Authentication infrastructure is often the last thing to be "cloud-native." Many teams still rely on externally hosted identity providers that are configured through UIs, require manual secret rotation, and sit entirely outside the GitOps workflow that governs the rest of their platform.

Nauthera closes that gap. With Nauthera you can:

• Declare auth as code — OidcClients and AuthPolicies are Kubernetes resources managed in YAML and version-controlled alongside your application manifests.
• Enforce policies via GitOps — Changes to auth configuration go through pull requests, code review, and CI/CD, just like everything else.
• Namespace-isolated clients — Application teams register their own OidcClient resources in their own namespaces, with no access to the cluster-wide configuration.
• Policy-driven access control — No implicit access is granted. All token issuance is governed by explicit ClusterAuthPolicy and AuthPolicy rules.

#Key Concepts

#OidcClient

An OidcClient registers an OAuth2/OIDC application with the Nauthera operator. Each client lives in the namespace of the application it belongs to. Application teams own their own clients — the operator handles registration and credential provisioning automatically.

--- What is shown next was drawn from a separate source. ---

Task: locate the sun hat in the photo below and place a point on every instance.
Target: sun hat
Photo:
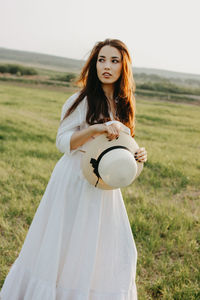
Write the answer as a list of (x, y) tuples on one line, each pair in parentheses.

apiVersion: auth.nauthera.io/v1alpha1
kind: OidcClient
metadata:
  name: my-webapp
  namespace: my-app-dev

Full OidcClient reference →

#ServiceAccount

A ServiceAccount provisions OAuth2 client credentials for machine-to-machine authentication. Unlike an OidcClient, a ServiceAccount has no redirect URIs and no login flow — it exclusively uses the client_credentials grant. The operator generates credentials and projects them into a Kubernetes Secret automatically.

apiVersion: auth.nauthera.io/v1alpha1
kind: ServiceAccount
metadata:
  name: payment-service
  namespace: payments-prod

Full ServiceAccount reference →

#ClusterAuthPolicy & AuthPolicy

Two CRDs manage policy — ClusterAuthPolicy for cluster-wide defaults and AuthPolicy for namespace-scoped overrides. ClusterAuthPolicy resources are cluster-scoped and define the baseline rules for token issuance. AuthPolicy resources are namespaced and override specific settings for OidcClients and ServiceAccounts within a given namespace.

apiVersion: auth.nauthera.io/v1alpha1
kind: ClusterAuthPolicy
metadata:
  name: standard-web-policy

Full AuthPolicy reference →

#How It Fits Together

The Nauthera operator is the central piece. It runs the auth server, applies ClusterAuthPolicy and AuthPolicy rules to token issuance, and provisions OIDC credentials for each OidcClient and ServiceAccount. User storage (PostgreSQL) and optional session management (Redis, for HA deployments) are configured via Helm values at install time.

Roadmap: Future releases will add support for alternative user storage methods (LDAP, external IdPs) and OAuth2 social login/sign-up.

#Getting Started

If you are new to Nauthera, follow this path:

1. Installation — Install the Nauthera operator into your cluster using Helm.
2. Quick Start — Create your first policy, client, and user — then get a working token.
3. Architecture — Understand the operator pattern, CRD relationships, and the reconciliation loop.
4. Endpoints — Full reference for all OAuth2/OIDC HTTP endpoints.
5. CRD References — Deep-dive into each resource: OidcClient, ServiceAccount, AuthPolicy.
6. User Management — Create and manage user accounts via the admin API.
7. Login Experience — Customize the login page and consent screen.